As soon as Mr C and I heard about Aritsugu, in Nishiki Market, Kyoto, we were hooked. The only thing stopping us going on a retail rampage was that they are cash only. This was more of an issue than I was expecting in Japan – a lot of folks just don’t take cards.
Aritsugu sell knives. Not just any old knives, but very, very sharp and fine knives. They’ve been selling them for nearly 500 years. They’re actually one of two or 3 knife sellers in the area that I spotted, but they sure do look the part. General all purpose knives. Specialist knives. Knives for oysters, knives for eels. Knives to chop through fish bone. Strangely shaped cleavers with purposes so tenuous, we couldn’t even guess at them.
Mr C chose a square tipped number so large it could properly be described as a sword – I suspect that was actually the appeal – only to return it rapidly to it’s stand, upon working out the conversion to AUD. That one was a professional, specialist knife. We only had a certain amount of cash.
I chose a plain, small, Japanese style, bottom-of-the-range knife suited more to my hand size than to a particular kitchen task – it must be my favourite size as it turned out to be the same as the Global I have at home – with a wood and horn handle. It was still equivalent to around AUD$85. And they engrave them for free. (Several places offer this service, we noticed; we had chopsticks engraved at another Nishiki stall.) They translated my name into Japanese and engraved it whilst I waited, bouncing up and down slightly with excitement. Me, not them.
My knife, being engraved
It was taken away to the whetstone and grinding section of the shop to be perfected. There beavered several strong looking chaps, hand sharpening on various grades of the largest whetstones I’ve ever seen, water troughs surrounding them.
The grinding area
My already sharp knife, being made astonishingly sharp
As it’s carbon steel, not stainless, I was sat down at the counter at the back of the shop, by the grinding area, and given a lesson in how to clean and care for my new, now startlingly sharp, implement. Don’t run it over your fingers, brush away from the sharp edge, the usual stuff. And clean it immediately after using. No hanging around the sink for hours, coated with foodie detritus, until we can be arsed to wash up. (I am doing that. So far. Wonder how long I’ll keep that up for. I did accidentally scrub at it with the washing up brush at home. It cut the bristles off.) I got chatting to an Australian chef, while I was sitting there, who’d literally just landed that morning, and made a beeline to Aritsugu, to purchase his weapon of choice. It was a lot more impressive than mine!
Wasabi for sale in the market – wish I could have brought it home!
Before this comes over as sponsored by Aritsugu, we found another knife specialists in Nara, later in the holiday. This place DID take visa. And also sold swords. Mr C had to be physically restrained; especially when he was allowed to hold a sword for a few minutes. As long as he didn’t touch the blade. I haven’t seen him so excited in years. They had a range of Damascus style knives, with a distinctive watermark pattern, where the metal is folded over and over during forging.

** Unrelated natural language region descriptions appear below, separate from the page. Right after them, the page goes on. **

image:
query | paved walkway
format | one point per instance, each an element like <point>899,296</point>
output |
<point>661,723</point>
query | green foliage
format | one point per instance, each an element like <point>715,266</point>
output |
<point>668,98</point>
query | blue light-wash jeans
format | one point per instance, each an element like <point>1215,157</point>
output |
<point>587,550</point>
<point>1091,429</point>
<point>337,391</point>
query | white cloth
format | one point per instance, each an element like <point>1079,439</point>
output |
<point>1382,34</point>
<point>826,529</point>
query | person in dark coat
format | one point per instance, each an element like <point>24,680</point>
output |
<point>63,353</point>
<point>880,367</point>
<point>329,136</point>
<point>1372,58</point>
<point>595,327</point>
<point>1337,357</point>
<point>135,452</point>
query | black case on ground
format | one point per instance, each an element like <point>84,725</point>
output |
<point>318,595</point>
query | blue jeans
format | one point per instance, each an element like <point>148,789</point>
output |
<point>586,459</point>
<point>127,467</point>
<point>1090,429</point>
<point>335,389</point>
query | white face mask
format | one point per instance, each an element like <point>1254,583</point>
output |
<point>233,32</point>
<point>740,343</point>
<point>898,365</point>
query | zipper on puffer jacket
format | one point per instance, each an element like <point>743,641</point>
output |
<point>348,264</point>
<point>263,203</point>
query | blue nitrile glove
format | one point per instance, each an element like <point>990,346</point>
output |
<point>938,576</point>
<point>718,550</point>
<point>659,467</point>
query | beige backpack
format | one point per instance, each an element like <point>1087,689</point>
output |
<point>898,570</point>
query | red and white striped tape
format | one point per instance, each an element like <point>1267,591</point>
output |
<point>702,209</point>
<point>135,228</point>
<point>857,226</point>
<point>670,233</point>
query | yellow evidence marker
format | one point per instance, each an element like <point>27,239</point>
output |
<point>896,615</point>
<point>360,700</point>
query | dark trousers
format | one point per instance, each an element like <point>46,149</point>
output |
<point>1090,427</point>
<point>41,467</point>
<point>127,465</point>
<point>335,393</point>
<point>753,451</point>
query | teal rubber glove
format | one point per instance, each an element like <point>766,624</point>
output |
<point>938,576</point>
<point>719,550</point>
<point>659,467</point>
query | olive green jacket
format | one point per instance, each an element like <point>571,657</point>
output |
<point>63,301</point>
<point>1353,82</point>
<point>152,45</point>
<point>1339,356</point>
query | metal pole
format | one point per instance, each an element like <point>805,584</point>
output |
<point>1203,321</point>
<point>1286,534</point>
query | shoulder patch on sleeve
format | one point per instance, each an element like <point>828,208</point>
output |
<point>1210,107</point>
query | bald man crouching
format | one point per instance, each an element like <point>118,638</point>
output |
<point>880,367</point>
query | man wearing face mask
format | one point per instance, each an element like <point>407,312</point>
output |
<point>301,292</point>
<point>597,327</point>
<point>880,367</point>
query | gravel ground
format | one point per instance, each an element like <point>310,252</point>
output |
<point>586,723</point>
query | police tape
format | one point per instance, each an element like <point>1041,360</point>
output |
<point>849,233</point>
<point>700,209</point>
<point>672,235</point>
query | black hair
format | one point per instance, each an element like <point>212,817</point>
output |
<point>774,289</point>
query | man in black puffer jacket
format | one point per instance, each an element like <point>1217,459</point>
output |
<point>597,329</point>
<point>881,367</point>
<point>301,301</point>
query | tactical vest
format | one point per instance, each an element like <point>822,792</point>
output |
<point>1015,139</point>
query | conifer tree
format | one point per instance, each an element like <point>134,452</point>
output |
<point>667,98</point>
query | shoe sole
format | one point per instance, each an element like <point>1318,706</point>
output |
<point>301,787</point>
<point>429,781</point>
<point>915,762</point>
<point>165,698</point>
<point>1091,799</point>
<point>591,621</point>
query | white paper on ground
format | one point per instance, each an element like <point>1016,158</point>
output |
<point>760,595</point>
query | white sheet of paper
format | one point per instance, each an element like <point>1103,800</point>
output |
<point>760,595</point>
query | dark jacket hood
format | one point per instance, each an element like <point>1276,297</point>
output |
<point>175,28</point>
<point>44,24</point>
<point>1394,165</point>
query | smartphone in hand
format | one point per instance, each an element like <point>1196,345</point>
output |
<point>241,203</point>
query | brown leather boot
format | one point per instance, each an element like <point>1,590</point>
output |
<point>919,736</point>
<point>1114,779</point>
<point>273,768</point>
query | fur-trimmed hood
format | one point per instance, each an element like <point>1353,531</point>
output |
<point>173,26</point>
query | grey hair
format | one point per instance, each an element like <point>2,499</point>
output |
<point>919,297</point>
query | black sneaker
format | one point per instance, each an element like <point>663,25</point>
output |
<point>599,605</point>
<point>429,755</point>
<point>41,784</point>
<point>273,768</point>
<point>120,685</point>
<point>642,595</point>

I chose one – guess what, pretty much the same size as the other one, as it turns out – and the lovely man also engraved it for me. And gave us tea. Mr C got to chose his big knife, albeit not the whopper he originally had his eye on, so everyone was happy.
We didn’t set out with the intention of filling our kitchen with implements, but they seemed a great souvenir and will see years and years of use. They sure look pretty hanging in my kitchen, too.